Ontem, Charbel Maroun (Novo), João Campos (PSB) e Marília Arraes (PT) – todos postulantes à Prefeitura do Recife – se pronunciaram no Twitter poucas horas depois do acidente, registrado às 5h40.
Charbel defendeu a privatização da Companhia Brasileira de Trens Urbanos (CBTU), órgão federal que opera o metrô. “A mobilidade não pode mais ficar nas mãos da ineficiência. Que seja feita do jeito certo, a concorrência aumenta e tudo melhora. A CBTU é um monopólio, e o resultado só poderia ser um: serviço ruim; preço alto; e o cidadão não tem para onde fugir”, disparou. Ele também criticou a superlotação, o calor e a insegurança no modal.
Marília Arraes cobrou apoio aos envolvidos no acidente. “Este é mais um capítulo do drama diário pelo qual passam os cidadãos do Recife e RMR, resultado da crescente precarização do transporte público. As causas do acidente precisam ser rigorosamente investigadas”, escreveu.
Ao comentar o acidente, João Campos reforçou sua posição contrária ao governo federal. “O metrô do Recife, sob a responsabilidade do governo federal, vem enfrentando sérios problemas mesmo com o aumento abusivo de suas tarifas em menos de 1 ano, saindo de R$ 1,60 para R$ 4 a partir de março. A estrutura permanece precária”, criticou.
Em conversa com o JC, os deputados federais Daniel Coelho (Cidadania) e Túlio Gadêlha (PDT) e a delegada Patrícia Domingos (Podemos) fizeram críticas ao modelo de gestão do metrô na Região Metropolitana do Recife (RMR). Eles também são cotados na disputa pela Prefeitura do Recife.

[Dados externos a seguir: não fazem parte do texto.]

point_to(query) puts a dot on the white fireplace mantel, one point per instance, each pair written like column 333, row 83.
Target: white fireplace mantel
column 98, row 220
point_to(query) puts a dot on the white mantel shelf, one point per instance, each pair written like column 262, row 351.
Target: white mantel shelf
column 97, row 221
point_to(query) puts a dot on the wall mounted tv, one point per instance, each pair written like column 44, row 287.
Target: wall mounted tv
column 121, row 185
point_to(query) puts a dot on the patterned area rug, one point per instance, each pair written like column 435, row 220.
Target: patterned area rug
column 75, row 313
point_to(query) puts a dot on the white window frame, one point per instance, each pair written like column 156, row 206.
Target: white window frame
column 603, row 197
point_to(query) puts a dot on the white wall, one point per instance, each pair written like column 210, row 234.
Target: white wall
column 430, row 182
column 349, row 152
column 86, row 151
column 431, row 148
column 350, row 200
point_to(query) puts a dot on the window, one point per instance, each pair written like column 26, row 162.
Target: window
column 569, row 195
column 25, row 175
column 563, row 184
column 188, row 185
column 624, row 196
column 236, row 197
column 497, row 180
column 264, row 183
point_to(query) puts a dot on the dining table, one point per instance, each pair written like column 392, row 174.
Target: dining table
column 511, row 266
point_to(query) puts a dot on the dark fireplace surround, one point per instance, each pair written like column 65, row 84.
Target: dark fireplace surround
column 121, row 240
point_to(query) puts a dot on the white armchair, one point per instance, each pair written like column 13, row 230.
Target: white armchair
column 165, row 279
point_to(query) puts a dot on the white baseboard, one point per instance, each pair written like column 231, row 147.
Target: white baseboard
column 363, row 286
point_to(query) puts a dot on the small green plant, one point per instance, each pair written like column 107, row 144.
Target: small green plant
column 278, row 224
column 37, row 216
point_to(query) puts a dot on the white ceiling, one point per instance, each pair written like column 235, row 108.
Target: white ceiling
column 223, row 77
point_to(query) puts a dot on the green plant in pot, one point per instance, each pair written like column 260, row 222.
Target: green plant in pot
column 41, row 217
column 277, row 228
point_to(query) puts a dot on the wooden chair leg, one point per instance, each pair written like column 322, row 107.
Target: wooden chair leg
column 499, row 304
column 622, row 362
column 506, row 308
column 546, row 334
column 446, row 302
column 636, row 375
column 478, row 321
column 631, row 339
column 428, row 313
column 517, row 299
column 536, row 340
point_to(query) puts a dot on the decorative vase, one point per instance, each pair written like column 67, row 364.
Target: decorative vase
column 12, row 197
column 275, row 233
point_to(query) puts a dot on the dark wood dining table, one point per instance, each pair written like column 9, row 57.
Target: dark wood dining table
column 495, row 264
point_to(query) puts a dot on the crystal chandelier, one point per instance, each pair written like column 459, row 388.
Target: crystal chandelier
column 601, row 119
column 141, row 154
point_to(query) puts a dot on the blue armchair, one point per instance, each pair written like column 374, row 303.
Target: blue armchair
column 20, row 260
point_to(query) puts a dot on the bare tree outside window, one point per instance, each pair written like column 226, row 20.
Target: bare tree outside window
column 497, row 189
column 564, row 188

Túlio afirmou que o acidente foi uma “tragédia anunciada” pelo seu mandato. O deputado esteve reunido no início do ano com a diretoria nacional da CBTU e visitou o centro de manutenção dos equipamentos do metrô em Jaboatão dos Guararapes. “Lá a gente constatou que dos 40 carros disponíveis, apenas 23 estavam em funcionamento. Eles estavam funcionando em um regime autofágico porque o governo federal não tem repassado recursos para a manutenção dos equipamentos e compra de peças. Eles estavam retirando peças de equipamentos novos e colocando nos outros carros para eles rodarem. Isso precariza o serviço, aumentando o tempo de espera do usuário e também gera superlotação”, disse.
O pedetista também rejeitou o posicionamento de João Campos de ter criticado o aumento do valor da passagem do metrô. “O governo do Estado não faz o repasse para a CBTU desses valores que são integrados, ou seja, mais da metade dos usuários do metrô nem sequer paga a passagem do metrô. Eu acho que o governo deve repassar esses valores a CBTU para que eles possam investir na manutenção dos equipamentos. Esse equipamento quebrou agora por dois motivos: pela falta de repasse do governo do Estado e pela falta de repasse de verbas de custeio pelo governo federal”.
Túlio destinou R$ 126 milhões por meio de emenda parlamentar no Plano Plurianual da União para ampliação da Linha Sul, no sentido Cabo-Centro do Recife. “Isso vai ajudar os usuários que precisam chegar a Suape e reduzir o tempo (de viagem) de 55 minutos para 10 minutos”, disse.
Já Daniel considerou ser difícil implantar um modelo de gestão no metrô quando ele é utilizado para uso político. “A questão do metrô é um problema que denota há 30 anos. O governo da vez repete o mesmo modelo que foi aplicado pelos governos anteriores. O metrô é sempre moeda de troca, e não dá para a gente aceitar, ainda mais um serviço de importância para a população”, disse.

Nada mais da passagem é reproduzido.